Published online by Cambridge University Press: 18 April 2023
Abstract
Even to this day, the history of ancient Rome, despite the size of her empire, is all too often exclusively considered through the eyes and reactions of metropolitan Romans. This chapter primarily uses the example of the Spanish writer Paulus Orosius to explore the response of provincials to their membership of the Roman Empire. It examines how Orosius, within his overall general history of antiquity, carefully uses incidents from the Iberian peninsula, such as the siege of Numantia and the Cantabrian Wars, at crucial moments in its development to underline the importance as he sees it of local contributions to the empire. The chapter develops these points to examine the growth of a Burkean Romanitas where local and broader forms of identity formed complimentary rather than competing roles.
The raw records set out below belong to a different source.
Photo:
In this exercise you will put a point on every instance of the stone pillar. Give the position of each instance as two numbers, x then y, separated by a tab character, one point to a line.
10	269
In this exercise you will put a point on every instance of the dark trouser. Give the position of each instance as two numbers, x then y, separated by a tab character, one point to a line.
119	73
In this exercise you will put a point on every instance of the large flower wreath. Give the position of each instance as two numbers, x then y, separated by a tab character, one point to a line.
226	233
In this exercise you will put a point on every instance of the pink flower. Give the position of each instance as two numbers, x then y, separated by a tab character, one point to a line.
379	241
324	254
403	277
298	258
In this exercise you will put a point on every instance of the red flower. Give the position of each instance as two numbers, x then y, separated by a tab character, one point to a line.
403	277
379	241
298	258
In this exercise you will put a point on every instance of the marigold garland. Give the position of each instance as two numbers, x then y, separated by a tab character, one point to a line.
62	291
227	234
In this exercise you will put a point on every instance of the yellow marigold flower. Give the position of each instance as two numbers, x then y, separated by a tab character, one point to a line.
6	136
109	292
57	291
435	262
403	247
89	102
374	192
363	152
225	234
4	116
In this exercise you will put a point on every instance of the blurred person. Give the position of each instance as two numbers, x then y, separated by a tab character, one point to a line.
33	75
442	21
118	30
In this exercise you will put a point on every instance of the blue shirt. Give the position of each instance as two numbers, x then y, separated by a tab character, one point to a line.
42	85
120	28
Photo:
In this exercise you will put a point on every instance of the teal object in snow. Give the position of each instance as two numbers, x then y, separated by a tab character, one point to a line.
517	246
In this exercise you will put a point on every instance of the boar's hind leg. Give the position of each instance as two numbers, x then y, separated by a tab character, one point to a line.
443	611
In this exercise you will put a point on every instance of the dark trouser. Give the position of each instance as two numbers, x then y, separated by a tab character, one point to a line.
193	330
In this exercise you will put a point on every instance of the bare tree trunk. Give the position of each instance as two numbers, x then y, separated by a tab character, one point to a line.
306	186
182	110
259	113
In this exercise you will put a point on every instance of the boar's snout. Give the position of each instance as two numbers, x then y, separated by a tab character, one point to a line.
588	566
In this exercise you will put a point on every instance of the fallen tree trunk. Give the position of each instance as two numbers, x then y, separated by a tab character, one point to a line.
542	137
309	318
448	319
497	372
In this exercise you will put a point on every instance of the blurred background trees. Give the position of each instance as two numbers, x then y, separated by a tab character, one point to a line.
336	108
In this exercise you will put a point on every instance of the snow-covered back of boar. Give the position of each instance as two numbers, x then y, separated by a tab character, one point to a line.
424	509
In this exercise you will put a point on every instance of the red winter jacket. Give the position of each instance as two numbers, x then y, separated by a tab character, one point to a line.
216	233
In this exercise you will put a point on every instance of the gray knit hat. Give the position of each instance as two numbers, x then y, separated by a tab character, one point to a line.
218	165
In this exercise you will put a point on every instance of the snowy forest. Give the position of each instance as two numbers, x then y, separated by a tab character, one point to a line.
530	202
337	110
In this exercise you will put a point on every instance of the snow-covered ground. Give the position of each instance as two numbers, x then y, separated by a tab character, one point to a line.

Keywords: Orosius, Burkean Romanitas, provincials, identity
In 2015, a Roman tombstone was unearthed in Cirencester in South West England. It bore a dedication to a 27-year-old woman named Bodicaca: a variant of the name Boudica. Though no firm dating is possible, the stone is likely to have been carved in the second century AD, some two generations after the uprising against Rome in South East England led by the Queen of the Iceni. Memories of the Queen lived on in Britain throughout the Roman period and beyond. The fifth-century author Gildas speaks of a ‘treacherous lioness’, leana dolosa , who butchered the rulers in Britain who had been appointed by Rome, and it is difficult not to see a gesture to the Icenian queen here. This reference is deeply hostile and there can be no doubt that it reflects Gildas’s own feelings. But these may not have been typical of his times. Gildas wrote to induce repentance in his audience and to do this he belittles the Britons at every opportunity, presenting them as a deeply flawed and ungrateful race who deserved to suffer. It is likely, therefore, that here he is deploying the rhetorical trope of refutatio : denigrating in advance an episode of history well known to his contemporary readers, which they would have used to counter his arguments. In short, the passage suggests that there was both a positive and a negative memory of Boudica in late-Roman and immediate post-Roman Britain.